Comment ça, bof le petit cirque ? On retrouve ici tout l'univers de Fred, poussé à l'extrême. C'est cruel mais drôle, tout est caricaturé, des rapports homme/femme dans le couple principal à la ville inhumaine, à nos rapports aux "vieux", aux exclus. Peut-être que ce n'est pas le meilleur de Fred, mais c'est très loin d'être du mauvais... C'est donc une excellente BD !

21/06/2004 (modifier)
Par Ro
Note: 4/5
Couverture de la série La pension du docteur Eon
La pension du docteur Eon

Rien que les couvertures, le titre et les noms des deux auteurs me faisaient présager une bonne BD; et je n'ai pas été déçu. Le dessin est très bon, même si, à mes yeux, en deçà de celui du même Griffo sur Monsieur Noir (certaines scènes modernes comme la ville du début ou le tableau de bord de la voiture sont assez moyennes à mon goût). Le choix des couleurs lui aussi n'est pas parfait. Mais globalement, ça reste une BD de très bonne qualité graphique. Quant au scénario, c'est tout à fait le genre que j'aime. Un peu de philosophie de vie "à part", un peu de fantastique, d'onirique, de l'humour aussi et une fin qui justifie la totalité des deux albums précédents. Le thème de la folie douce est abordée d'une manière sympathique, amusante. Ce n'est pas de la psychologie, encore moins une étude sérieuse de pathologies noires et angoissantes : c'est de la folie façon "entonnoir sur la tête", un petit univers clos (encore une fois un peu à la façon du château de Monsieur Noir mais cette fois en version moderne) où tout est possible.
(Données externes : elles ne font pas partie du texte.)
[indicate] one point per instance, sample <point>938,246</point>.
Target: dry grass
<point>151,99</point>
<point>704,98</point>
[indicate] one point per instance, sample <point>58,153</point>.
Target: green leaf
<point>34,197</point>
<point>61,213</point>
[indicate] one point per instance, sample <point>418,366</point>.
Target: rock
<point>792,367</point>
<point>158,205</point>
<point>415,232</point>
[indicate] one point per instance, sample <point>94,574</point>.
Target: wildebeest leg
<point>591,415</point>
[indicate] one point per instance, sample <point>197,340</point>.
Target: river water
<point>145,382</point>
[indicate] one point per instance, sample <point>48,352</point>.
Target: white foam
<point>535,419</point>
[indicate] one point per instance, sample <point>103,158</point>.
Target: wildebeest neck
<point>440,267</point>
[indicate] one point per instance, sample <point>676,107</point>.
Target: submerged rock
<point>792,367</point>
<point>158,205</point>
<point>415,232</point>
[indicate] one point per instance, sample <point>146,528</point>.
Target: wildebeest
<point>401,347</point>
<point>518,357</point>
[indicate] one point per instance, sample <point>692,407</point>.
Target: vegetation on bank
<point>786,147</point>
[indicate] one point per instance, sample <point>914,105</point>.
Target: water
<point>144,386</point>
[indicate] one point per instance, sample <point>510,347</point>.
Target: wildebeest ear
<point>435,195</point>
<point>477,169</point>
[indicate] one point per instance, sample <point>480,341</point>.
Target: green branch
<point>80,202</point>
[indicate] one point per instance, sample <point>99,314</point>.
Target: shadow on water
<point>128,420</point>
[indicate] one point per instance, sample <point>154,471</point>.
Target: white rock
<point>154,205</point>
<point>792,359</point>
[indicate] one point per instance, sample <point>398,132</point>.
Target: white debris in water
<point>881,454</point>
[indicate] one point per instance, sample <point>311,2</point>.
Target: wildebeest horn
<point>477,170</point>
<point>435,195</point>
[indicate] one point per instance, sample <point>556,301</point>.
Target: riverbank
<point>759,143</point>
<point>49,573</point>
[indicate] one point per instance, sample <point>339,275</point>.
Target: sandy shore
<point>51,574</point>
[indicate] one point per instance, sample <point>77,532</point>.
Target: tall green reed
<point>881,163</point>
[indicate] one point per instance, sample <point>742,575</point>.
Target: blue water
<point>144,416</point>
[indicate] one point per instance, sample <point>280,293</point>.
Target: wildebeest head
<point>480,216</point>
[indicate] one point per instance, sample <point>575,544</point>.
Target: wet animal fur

Puis l'intrusion dans ce monde de la "civilisation moderne" ajoute encore de l'intérêt à partir du tome 2. Ce que je pourrais reprocher à cette Bd est une petite surabondance de texte par moments (notamment les discours de psycho ou de philo sur la folie et la société) qui sont certes intéressants mais qui brisent le rythme et une partie du charme de la BD. C'est d'ailleurs l'autre petit défaut de la BD : un rythme assez inégal et souvent trop lent. Et aussi un petit peu trop de sexe ou d'exhibition, je trouve que ça n'ajoute pas grand chose à l'intérêt du scénario. Mais pour le reste, pour l'originalité des fous de cette pension, pour le charme du scénario, pour l'humour et pour cette fin qui m'a pris par surprise (pourtant j'aurais dû m'en douter (en fait, j'ai compris juste la page avant que tout soit dévoilé)), je trouve que c'est un diptyque très abouti et très sympathique.